D’atroces douleurs aux parties intimes
À ce jour, plusieurs personnes ont été auditionnées devant le tribunal de Pamplemousses dans le cadre de cette affaire ; l’une des premières a été Monica, l’épouse du défunt. Elle est revenue sur sa dernière journée à ses côtés, expliquant qu’il se serait plaint d’atroces douleurs aux parties intimes après qu’il aurait été brutalisé par un membre des forces de l’ordre. Elle a, cependant, indiqué qu’il aurait refusé de se rendre à l’hôpital pour des soins. Un peu plus tard, Jacquelin Juliette se serait écroulé alors qu’il était chez son 14a, lui-même, fait la Une des journaux en 2022 après avoir été victime de brutalités policières. Il a également été amené à témoigner en tant que témoin et a formulé de graves accusations contre les limiers de l’ADSU ayant effectué une descente au domicile du trentenaire, le jour fatidique, ainsi que contre le médecin légiste de la police chargé de conduire l’autopsie.

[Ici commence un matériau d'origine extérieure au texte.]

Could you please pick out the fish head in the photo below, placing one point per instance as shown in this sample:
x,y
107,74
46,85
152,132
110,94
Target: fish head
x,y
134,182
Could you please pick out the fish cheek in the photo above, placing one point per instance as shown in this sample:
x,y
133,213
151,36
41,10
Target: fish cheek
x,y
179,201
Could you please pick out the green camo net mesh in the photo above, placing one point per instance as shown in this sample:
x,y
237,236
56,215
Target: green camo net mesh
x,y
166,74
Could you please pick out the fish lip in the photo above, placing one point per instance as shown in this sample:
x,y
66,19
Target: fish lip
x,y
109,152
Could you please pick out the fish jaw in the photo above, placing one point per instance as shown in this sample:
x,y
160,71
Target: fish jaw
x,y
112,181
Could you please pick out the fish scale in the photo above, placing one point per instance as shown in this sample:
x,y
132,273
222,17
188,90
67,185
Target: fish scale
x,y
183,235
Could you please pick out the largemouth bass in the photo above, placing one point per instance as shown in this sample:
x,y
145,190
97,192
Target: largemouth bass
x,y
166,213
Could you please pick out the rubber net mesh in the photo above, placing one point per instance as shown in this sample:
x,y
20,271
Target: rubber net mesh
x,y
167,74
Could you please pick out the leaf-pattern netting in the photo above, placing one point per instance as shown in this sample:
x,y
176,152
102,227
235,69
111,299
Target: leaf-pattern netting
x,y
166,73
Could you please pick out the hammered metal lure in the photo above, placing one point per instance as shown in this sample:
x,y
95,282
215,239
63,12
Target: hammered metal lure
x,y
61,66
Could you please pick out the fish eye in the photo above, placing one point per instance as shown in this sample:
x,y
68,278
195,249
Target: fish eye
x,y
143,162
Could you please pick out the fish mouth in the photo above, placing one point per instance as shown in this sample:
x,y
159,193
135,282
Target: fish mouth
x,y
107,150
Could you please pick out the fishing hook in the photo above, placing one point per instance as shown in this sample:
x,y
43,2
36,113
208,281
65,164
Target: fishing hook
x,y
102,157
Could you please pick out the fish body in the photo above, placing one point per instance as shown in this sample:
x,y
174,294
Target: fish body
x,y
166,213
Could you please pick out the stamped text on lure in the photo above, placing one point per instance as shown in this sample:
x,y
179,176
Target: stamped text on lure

Comme Monica, il a raconté que Jacquelin Juliette souffrait atrocement mais refusait de se rendre à l’hôpital, étant bien trop préoccupé par le sort de son frère, qui avait été appréhendé pour trafic de drogue ce jour-là. Il allègue que les forces de l’ordre lui auraient fait signer des documents vierges, qu’elles auraient, par la suite, remplis pour indiquer que la famille de la victime de souhaitait pas avoir recours à un médecin du privé pour une autre autopsie. Auditionné à son tour, le Senior Enquiry Officer de l’Independent Police Complaints Commission (IPCC), Mumtaz Ali Chamroo, a, pour sa part, indiqué que l’enquête menée par la commission avait conclu qu’il n’y avait eu aucune trace de brutalité policière. Les travaux reprendront le 21 janvier prochain.
Bien qu’elle ne sache pas encore quel sera le dénouement dans cette affaire, Monica, la veuve de la victime, continue d’y croire : «Mo espere ki lazistis pou fer so travay. Mem si li pran letan, mo pou kontign lager pou ki mo misie kapav repoz an pe pou ki mo fami ousi kapav gagn so trankilite».